CompletedNCT00328952

Changes in Auditory Verbal Hallucination During Atypical Antipsychotic Treatment of Patients With Schizophrenia

Naturalistic Multicenter Study of Changes in Auditory Verbal Hallucination During Atypical Antipsychotic Treatment of Schizophrenia

Status
Completed
Phase
Study type
Observational
Enrollment
40 (actual)
Sponsor
Seoul National University Hospital · Academic / Other
Sex
All
Age
15 Years – 65 Years
Healthy volunteers
Accepted

Summary

The purpose of this study is to evaluate the changes in various aspects of auditory verbal hallucinations during 24-week antipsychotic treatment in naturalistic condition.

Detailed description

Auditory verbal hallucinations (AVH), meaning the experience of hearing voices, occur in 60-75% of patients with schizophrenia. Patients experiencing persistent AVH tend to be interrupted in their daily routines and have trouble keeping regular jobs due to the intrusiveness or abusive contents of voices.
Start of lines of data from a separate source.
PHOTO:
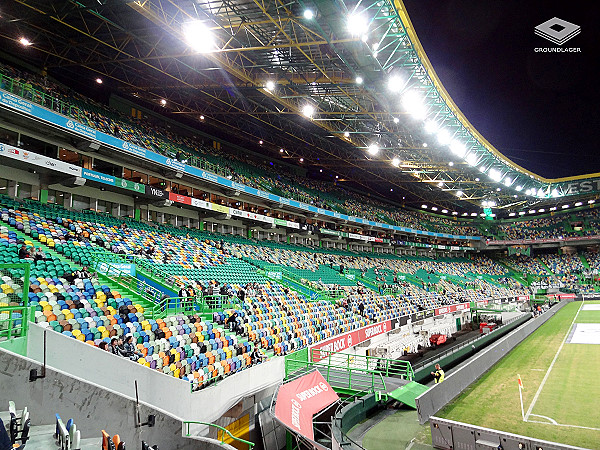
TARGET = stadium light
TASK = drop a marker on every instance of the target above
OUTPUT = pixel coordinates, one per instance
(373, 149)
(308, 110)
(358, 24)
(495, 175)
(199, 37)
(458, 148)
(431, 126)
(413, 103)
(395, 83)
(443, 137)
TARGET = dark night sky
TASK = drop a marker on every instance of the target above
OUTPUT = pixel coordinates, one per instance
(542, 110)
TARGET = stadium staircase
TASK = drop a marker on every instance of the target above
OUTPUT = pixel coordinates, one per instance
(543, 264)
(114, 283)
(584, 260)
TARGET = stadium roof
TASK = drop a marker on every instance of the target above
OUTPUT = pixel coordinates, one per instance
(346, 86)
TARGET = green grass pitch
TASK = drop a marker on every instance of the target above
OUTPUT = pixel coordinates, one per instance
(570, 397)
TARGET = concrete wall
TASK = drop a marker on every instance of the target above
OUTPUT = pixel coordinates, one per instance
(439, 395)
(155, 388)
(448, 434)
(92, 407)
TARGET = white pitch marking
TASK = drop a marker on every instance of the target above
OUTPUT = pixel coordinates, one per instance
(562, 344)
(562, 424)
(550, 419)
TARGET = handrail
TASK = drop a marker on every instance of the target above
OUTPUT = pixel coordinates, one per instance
(187, 423)
(387, 367)
(12, 331)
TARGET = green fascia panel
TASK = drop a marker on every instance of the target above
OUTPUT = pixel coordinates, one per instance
(407, 393)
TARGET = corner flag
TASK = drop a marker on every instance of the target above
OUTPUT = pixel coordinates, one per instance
(521, 395)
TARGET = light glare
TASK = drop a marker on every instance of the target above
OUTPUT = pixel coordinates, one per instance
(199, 36)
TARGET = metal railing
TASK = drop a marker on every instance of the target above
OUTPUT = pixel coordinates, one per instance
(387, 367)
(456, 348)
(225, 433)
(12, 327)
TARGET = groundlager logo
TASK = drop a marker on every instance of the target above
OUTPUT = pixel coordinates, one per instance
(557, 31)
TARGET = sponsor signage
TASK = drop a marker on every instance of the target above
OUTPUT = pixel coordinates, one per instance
(347, 340)
(97, 176)
(543, 241)
(299, 400)
(452, 308)
(130, 185)
(155, 192)
(16, 103)
(178, 198)
(39, 160)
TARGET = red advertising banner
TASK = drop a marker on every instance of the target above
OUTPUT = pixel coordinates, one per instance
(180, 198)
(452, 308)
(349, 339)
(299, 400)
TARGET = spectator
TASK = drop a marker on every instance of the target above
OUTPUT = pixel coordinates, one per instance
(114, 346)
(438, 375)
(39, 255)
(232, 321)
(24, 252)
(128, 349)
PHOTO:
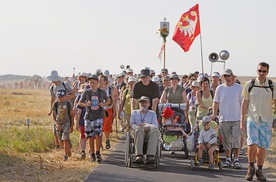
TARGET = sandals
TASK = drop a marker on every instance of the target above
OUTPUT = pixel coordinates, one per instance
(107, 144)
(227, 163)
(237, 164)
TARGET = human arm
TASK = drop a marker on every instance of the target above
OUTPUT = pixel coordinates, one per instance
(163, 98)
(154, 104)
(199, 100)
(244, 111)
(51, 105)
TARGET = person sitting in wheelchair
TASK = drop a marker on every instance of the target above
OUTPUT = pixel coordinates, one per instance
(144, 123)
(207, 140)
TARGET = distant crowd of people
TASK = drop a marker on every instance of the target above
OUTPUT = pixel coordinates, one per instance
(91, 102)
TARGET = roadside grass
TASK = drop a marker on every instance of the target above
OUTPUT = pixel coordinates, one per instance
(27, 153)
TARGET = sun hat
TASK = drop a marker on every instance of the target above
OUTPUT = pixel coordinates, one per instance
(106, 73)
(155, 79)
(206, 120)
(195, 84)
(167, 113)
(54, 76)
(129, 70)
(144, 98)
(145, 73)
(94, 77)
(227, 72)
(61, 93)
(166, 78)
(83, 87)
(131, 79)
(84, 74)
(173, 76)
(215, 74)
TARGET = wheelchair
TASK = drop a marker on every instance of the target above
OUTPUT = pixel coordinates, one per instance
(169, 129)
(205, 157)
(130, 150)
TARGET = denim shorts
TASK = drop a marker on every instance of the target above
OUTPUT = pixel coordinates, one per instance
(259, 133)
(93, 127)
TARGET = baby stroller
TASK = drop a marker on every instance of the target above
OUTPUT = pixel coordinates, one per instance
(194, 161)
(130, 149)
(172, 136)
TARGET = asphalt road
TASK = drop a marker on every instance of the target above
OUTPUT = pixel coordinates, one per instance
(173, 167)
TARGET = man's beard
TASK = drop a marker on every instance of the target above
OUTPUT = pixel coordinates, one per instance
(143, 109)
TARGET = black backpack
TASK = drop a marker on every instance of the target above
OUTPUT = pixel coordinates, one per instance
(252, 84)
(68, 108)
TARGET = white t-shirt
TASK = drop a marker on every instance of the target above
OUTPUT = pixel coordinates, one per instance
(229, 99)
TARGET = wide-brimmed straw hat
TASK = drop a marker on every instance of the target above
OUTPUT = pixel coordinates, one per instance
(167, 113)
(54, 76)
In addition, auditory hallucinations are reported to remain even after disappearance of other psychotic symptoms in many patients with schizophrenia spectrum disorders after treatment with typical antipsychotics. The study involves detailed phenomenological assessments of AVH and other psychotic symptoms, as well as side effects of atypical antipsychotics.

Conditions

Timeline

Start date
2004-08-01
Primary completion
2008-08-01
Completion
2008-08-01
First posted
2006-05-24
Last updated
2009-09-16

Locations

1 site across 1 country: South Korea

Source: ClinicalTrials.gov record NCT00328952. Inclusion in this directory is not an endorsement.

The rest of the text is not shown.